Endor. I never even told him where I was going.
She didn't tell us either.
There's a lieutenant wiping his face on his sleeve as he reads damage reports. The screen is lit up like a house boat on Praxia. I can do nothing. We're in over our heads. We let them get too close and they're bleeding us to death. Hubris. They'll win because they're smaller. That's how they did it the first time and we learned nothing.
Hubris.
I wish I had a god to curse.
My subordinate sees it first.
My subordinate sees it first and time stops to taunt us. A doomed fighter careens towards the bridge. A dying man shares his hell with his mortal enemies. There is nothing we can do. We're not the heroes that are elsewhere in this battle. We're just soldiers. We're just soldiers and soldiers die every day.
I didn't think it would be today, when I woke up yesterday.
My subordinate, his name is Johannus, pushes me to the floor. A voice screams "Incoming!" What folly. There is nowhere to hide. Someone yells "Admiral!" We've past the point of formality-you can call me the bastard that I am. We are dead men. In the nothing that lies beyond this world, there are no titles, there is no formality, there are no voices. There is only darkness.
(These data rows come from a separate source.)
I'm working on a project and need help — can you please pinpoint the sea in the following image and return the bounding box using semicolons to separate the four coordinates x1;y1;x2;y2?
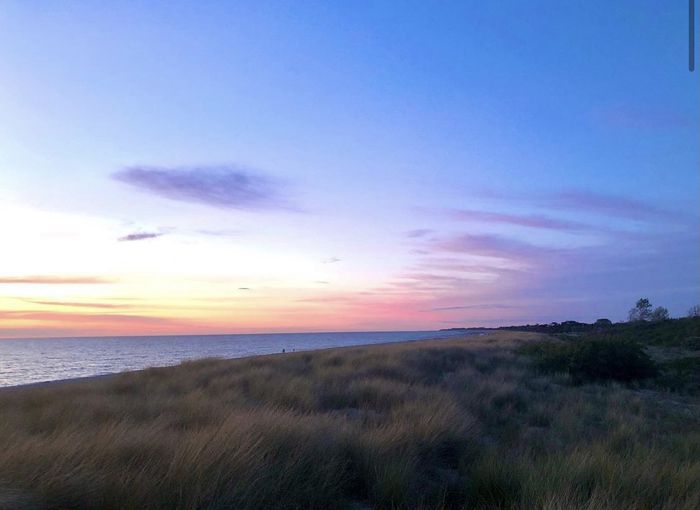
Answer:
0;331;474;387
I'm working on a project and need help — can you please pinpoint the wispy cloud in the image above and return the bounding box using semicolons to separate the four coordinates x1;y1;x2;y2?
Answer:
478;189;676;222
541;190;673;220
447;209;591;232
406;228;433;239
434;234;553;261
430;303;517;312
112;165;296;210
23;299;130;310
0;275;114;285
117;232;163;241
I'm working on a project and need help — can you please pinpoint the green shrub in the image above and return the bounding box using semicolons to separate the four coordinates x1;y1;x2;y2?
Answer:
520;339;657;382
569;340;657;382
520;341;572;373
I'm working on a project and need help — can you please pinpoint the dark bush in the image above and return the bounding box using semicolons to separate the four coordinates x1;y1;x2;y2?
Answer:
569;340;657;381
520;341;572;372
521;339;657;383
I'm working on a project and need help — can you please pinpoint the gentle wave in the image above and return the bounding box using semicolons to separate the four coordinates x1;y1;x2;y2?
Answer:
0;331;474;386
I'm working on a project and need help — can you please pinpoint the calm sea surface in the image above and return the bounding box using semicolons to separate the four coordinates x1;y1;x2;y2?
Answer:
0;331;476;386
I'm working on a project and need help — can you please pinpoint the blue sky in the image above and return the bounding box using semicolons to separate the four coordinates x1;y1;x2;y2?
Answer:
0;1;700;336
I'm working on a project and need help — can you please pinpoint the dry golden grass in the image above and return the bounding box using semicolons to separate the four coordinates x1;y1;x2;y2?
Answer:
0;333;700;510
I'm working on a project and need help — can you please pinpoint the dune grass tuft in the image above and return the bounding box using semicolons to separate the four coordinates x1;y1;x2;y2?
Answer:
0;332;700;510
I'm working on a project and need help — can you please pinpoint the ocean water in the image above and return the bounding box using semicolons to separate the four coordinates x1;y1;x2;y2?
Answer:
0;331;476;386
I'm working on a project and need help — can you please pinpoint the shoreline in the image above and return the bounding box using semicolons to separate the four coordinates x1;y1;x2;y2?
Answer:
0;330;486;392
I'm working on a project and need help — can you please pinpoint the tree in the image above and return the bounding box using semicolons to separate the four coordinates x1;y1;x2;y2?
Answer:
651;306;668;322
629;298;651;322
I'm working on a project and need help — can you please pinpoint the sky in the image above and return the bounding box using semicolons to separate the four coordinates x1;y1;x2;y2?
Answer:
0;0;700;338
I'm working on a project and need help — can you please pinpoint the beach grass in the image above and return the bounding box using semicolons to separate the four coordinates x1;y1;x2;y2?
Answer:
0;332;700;510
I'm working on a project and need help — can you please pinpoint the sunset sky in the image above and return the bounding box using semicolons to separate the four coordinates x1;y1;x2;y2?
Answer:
0;0;700;337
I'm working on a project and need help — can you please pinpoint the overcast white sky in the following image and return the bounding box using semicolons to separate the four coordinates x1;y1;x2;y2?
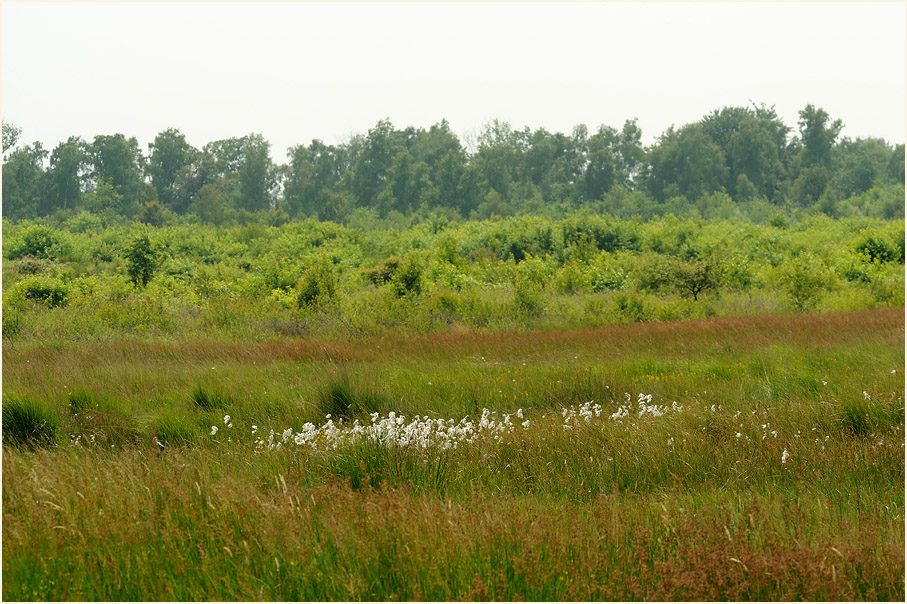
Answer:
0;2;905;162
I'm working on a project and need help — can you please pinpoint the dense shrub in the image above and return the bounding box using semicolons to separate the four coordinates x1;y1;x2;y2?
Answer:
5;224;62;260
391;258;422;297
126;235;157;287
296;261;336;308
13;275;69;308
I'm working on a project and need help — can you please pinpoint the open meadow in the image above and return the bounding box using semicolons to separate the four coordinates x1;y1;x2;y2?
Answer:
2;100;905;601
3;308;904;600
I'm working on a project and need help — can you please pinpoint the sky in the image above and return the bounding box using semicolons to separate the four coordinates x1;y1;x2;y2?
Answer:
0;2;905;162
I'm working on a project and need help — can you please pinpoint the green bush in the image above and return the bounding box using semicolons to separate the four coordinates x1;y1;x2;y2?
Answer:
11;275;69;308
3;396;60;448
391;259;422;297
6;224;61;260
3;304;22;339
126;235;157;287
296;261;336;308
781;257;826;312
513;276;545;318
362;256;403;285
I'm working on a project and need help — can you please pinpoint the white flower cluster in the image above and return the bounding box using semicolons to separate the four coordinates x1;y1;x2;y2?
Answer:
608;392;683;420
255;409;529;450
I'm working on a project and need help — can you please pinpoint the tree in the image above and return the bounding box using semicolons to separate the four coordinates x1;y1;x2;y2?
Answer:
888;143;904;184
239;134;277;212
126;235;157;287
832;138;893;197
42;136;88;214
284;139;344;216
798;105;844;170
148;128;200;214
670;258;723;300
351;119;404;208
88;134;144;217
699;105;789;201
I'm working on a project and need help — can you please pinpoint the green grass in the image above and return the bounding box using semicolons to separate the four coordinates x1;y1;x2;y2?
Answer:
3;309;905;601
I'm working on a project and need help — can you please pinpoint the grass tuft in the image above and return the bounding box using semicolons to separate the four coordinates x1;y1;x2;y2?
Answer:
3;397;59;448
317;372;387;418
189;384;231;411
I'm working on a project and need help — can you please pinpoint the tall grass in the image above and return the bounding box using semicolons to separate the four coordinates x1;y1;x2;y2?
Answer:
3;310;905;601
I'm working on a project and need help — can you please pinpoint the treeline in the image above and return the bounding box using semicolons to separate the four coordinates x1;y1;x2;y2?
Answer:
3;105;904;225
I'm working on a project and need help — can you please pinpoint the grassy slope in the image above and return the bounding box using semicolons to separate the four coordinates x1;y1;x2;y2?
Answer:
3;309;904;600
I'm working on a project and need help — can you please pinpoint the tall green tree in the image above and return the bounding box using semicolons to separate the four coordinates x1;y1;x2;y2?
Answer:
2;122;22;161
832;138;894;197
42;136;89;213
239;134;277;212
648;124;728;201
88;134;144;217
3;142;47;220
148;128;200;214
797;105;844;170
351;119;405;208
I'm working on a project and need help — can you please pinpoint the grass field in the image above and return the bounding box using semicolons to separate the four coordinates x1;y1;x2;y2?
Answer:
2;308;905;601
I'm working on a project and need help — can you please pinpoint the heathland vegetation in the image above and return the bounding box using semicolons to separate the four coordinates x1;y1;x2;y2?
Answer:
2;106;905;601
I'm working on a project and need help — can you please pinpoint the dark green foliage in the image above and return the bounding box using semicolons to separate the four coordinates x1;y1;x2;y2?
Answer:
3;396;60;448
5;224;60;260
296;261;336;308
3;304;22;340
363;256;403;285
126;235;157;287
669;258;724;300
16;275;69;308
782;257;826;312
391;258;422;297
856;235;903;262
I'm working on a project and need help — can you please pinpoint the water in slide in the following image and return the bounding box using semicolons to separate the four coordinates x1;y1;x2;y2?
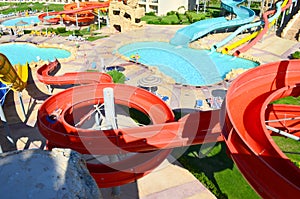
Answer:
0;53;28;91
170;0;255;46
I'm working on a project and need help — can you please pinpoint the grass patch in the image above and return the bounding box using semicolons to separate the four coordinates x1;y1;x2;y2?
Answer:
173;142;260;199
272;136;300;168
270;96;300;105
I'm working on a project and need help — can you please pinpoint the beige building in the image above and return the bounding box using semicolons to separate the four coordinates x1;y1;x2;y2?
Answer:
0;0;196;16
138;0;195;16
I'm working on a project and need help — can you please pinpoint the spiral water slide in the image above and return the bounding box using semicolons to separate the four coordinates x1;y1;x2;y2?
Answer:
38;1;110;24
38;60;300;198
221;0;293;56
223;60;300;198
170;0;255;46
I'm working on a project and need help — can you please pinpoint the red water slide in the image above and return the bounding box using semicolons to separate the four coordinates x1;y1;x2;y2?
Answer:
38;60;300;198
223;60;300;198
233;0;292;56
38;61;223;187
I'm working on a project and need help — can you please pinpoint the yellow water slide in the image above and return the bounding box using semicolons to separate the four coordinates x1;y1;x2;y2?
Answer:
221;0;289;54
0;53;28;91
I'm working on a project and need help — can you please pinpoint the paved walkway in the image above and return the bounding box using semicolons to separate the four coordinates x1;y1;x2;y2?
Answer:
0;25;300;199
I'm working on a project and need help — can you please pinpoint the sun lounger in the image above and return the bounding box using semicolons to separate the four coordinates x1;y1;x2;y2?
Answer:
195;100;203;108
161;95;169;102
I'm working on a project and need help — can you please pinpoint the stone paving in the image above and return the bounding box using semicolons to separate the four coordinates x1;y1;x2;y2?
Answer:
0;25;300;199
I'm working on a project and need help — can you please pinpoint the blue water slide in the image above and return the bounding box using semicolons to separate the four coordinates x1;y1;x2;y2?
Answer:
170;0;255;46
210;2;283;52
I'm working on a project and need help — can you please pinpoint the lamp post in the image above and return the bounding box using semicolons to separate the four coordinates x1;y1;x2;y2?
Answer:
44;3;49;16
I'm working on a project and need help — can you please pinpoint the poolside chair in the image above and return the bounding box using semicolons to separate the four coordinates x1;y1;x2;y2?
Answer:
161;95;169;102
0;82;15;153
195;100;203;108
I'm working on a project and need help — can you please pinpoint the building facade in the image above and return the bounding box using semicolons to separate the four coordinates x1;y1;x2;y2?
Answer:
138;0;196;16
0;0;196;16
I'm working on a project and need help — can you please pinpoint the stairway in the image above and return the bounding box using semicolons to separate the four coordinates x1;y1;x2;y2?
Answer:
281;7;300;41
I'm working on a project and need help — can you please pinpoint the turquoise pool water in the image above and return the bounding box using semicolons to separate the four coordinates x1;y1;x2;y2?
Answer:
1;16;41;26
0;43;71;64
118;42;259;86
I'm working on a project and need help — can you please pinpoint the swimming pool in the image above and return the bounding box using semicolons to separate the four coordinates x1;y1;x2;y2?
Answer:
1;16;41;26
118;42;259;86
0;43;71;64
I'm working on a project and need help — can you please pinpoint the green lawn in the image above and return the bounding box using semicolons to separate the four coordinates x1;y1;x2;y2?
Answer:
173;142;260;199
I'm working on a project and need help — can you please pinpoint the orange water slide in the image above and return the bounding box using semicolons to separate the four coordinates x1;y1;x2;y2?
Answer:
223;60;300;198
38;57;300;194
37;60;112;85
38;81;222;187
0;53;28;91
38;1;110;23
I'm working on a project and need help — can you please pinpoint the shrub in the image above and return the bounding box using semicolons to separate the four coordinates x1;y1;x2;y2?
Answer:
56;27;67;33
179;156;228;199
167;11;177;16
145;12;156;16
107;70;126;84
23;30;31;34
161;14;180;25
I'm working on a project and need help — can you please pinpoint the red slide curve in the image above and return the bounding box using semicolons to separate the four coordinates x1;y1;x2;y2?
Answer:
37;60;223;187
233;0;292;57
223;60;300;198
38;1;110;24
38;60;300;198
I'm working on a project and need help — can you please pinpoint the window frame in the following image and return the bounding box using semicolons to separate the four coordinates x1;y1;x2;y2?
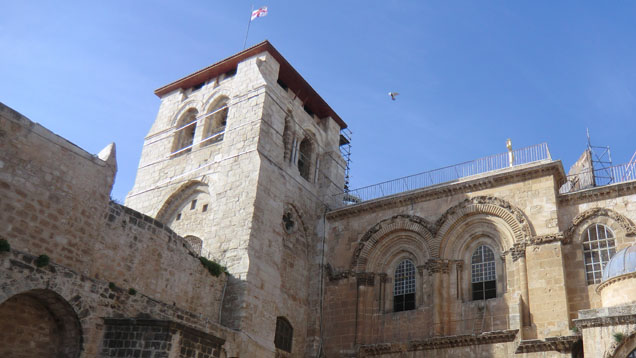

Yet, to reach that darkness you must travel through fire.
Our world ends.
The transparisteel splinters, the brilliant fiery explosion only lasts a second. The heat comes and goes just as quick. And the lights around me begin to fade. Space consumes the cries of the wounded, my own included, and the mournful groans of our ship as she begins to do the unthinkable. She sinks. It was as though she were floating in an ugly black sea and now she sinks.
She sinks.
She was too big and we were too arrogant.
Now all that matters are the little things.
I left the faucet dripping on the plants. How big will they grow? What will become of them now that I'm gone?